I currently have an email address, [email protected], that I currently use to forward to a gmail account that I've used for years. I currently have it set, so I can send email from my [email protected] instead of [email protected].
This is done through the web ui on my current domain name, provider, gandi.net.
What are the main differences between this arrangement, and setting up a Google Apps for your domain
setup, where I'm explicitly listing in the dns records to point records to point to Google's app mail server?
When you forward mail to Gmail, your IP address is the source for all the mail, spam and otherwise; if you start mostly forwarding spam, then your spamminess score will go up and you'll find it harder to email other Gmail users.
See http://research.google.com/pubs/papers_by_year.html and "Sender Reputation in a Large Webmail Service".

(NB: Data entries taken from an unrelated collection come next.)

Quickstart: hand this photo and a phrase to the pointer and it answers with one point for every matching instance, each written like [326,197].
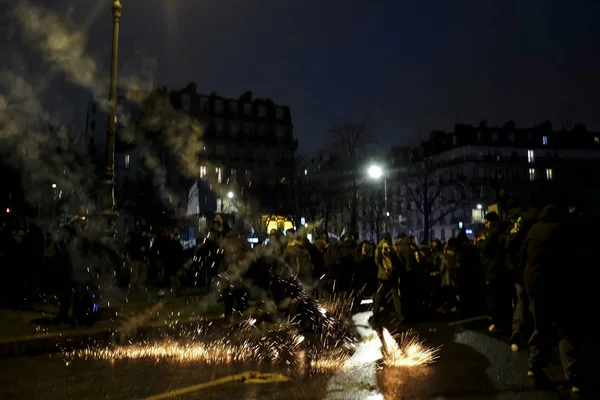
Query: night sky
[408,68]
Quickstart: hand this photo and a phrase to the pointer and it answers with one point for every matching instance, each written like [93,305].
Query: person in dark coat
[388,267]
[522,319]
[471,277]
[499,285]
[410,276]
[552,291]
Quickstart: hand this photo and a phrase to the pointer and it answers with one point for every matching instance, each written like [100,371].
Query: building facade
[246,163]
[247,166]
[452,179]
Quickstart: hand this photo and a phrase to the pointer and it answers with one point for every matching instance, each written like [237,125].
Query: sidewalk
[34,331]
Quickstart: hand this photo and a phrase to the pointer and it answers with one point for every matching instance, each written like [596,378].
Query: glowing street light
[375,172]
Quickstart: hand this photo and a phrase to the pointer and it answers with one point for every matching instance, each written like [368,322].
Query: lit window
[248,127]
[262,111]
[233,107]
[530,156]
[185,102]
[279,113]
[219,172]
[219,106]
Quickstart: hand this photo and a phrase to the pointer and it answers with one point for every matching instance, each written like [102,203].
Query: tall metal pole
[108,183]
[386,215]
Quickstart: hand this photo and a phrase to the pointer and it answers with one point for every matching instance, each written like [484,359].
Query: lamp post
[108,182]
[375,172]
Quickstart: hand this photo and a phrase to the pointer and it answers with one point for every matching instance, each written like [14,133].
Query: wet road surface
[472,365]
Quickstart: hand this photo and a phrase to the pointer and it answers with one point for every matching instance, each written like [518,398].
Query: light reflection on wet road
[471,365]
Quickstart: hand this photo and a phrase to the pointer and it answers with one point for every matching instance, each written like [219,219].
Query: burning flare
[411,352]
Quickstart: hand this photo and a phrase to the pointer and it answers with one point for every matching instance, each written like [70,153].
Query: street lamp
[376,172]
[108,182]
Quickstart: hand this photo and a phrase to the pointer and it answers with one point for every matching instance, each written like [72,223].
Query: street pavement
[472,365]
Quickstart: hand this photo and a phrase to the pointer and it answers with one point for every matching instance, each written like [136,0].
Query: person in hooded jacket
[471,277]
[522,318]
[499,285]
[410,275]
[551,295]
[388,273]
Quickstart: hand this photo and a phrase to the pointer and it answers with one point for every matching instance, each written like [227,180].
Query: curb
[58,342]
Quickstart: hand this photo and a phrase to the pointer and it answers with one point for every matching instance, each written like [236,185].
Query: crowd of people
[522,272]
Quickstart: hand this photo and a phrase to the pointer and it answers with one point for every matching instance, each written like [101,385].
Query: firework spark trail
[410,352]
[246,343]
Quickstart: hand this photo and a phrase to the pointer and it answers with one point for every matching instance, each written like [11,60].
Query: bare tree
[434,192]
[349,139]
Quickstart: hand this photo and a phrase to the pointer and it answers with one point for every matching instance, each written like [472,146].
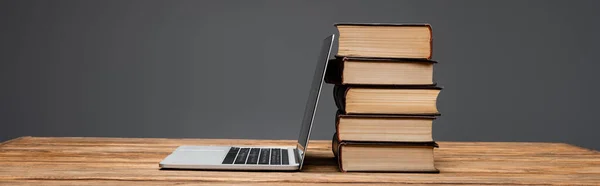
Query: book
[414,157]
[390,128]
[385,40]
[411,100]
[379,71]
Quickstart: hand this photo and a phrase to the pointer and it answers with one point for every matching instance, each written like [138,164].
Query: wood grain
[129,161]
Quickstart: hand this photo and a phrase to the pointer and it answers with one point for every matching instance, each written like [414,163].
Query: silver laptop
[257,158]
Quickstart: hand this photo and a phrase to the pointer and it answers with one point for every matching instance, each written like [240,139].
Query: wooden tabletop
[120,161]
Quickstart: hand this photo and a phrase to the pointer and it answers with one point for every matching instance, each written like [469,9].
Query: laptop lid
[313,97]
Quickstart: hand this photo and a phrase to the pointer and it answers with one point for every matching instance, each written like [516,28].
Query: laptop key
[253,156]
[265,154]
[284,157]
[230,155]
[242,155]
[275,156]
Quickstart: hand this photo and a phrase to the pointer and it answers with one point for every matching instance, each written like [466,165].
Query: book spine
[336,149]
[339,97]
[333,74]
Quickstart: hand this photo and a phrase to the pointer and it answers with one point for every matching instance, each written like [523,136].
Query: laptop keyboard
[253,156]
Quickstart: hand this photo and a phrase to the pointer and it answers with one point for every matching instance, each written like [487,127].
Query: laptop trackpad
[197,155]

When the mail is received directly by Gmail, it can use the source IP as a reasonable filter and you won't be harmed.
Well, some services refuse to accept mail when the mxserver and the domain are different (sixxs for example). With using your own domain, and google, gmail acts as a mail client- while you have the gmail interface, your access is as reliable as your own server, and you adminster accounts yourself. With google apps, you use gmail as a server (so your mxrecord is for gmail), run the gmail client.
'easier to manage' is relative to what your current setup is. google apps has a nice neat web based way of running accounts, identical to the normal client, pretty much. You also have a bigger mailbox than many shared hosting accounts.
Spamwise, google has a great system. Whether it'll be better than a spam filter you set up yourself... is relative. They have more input, of course, but a good baysian filter will ,likely,eventually be just as good
The technical difference is obvious: different servers accept the mail.
There are any number of implications, and the value is purely subjective.
Which one does a better job of efficiently rejecting spam? Which one has better uptime for accepting emails? Which one has more geographically dispersed secondary mail machines to accept traffic when the main machine is down? Which one is easier to manage, for instance setting up alias addresses or filters. What do you pay currently (Google Apps basic is free, ad driven).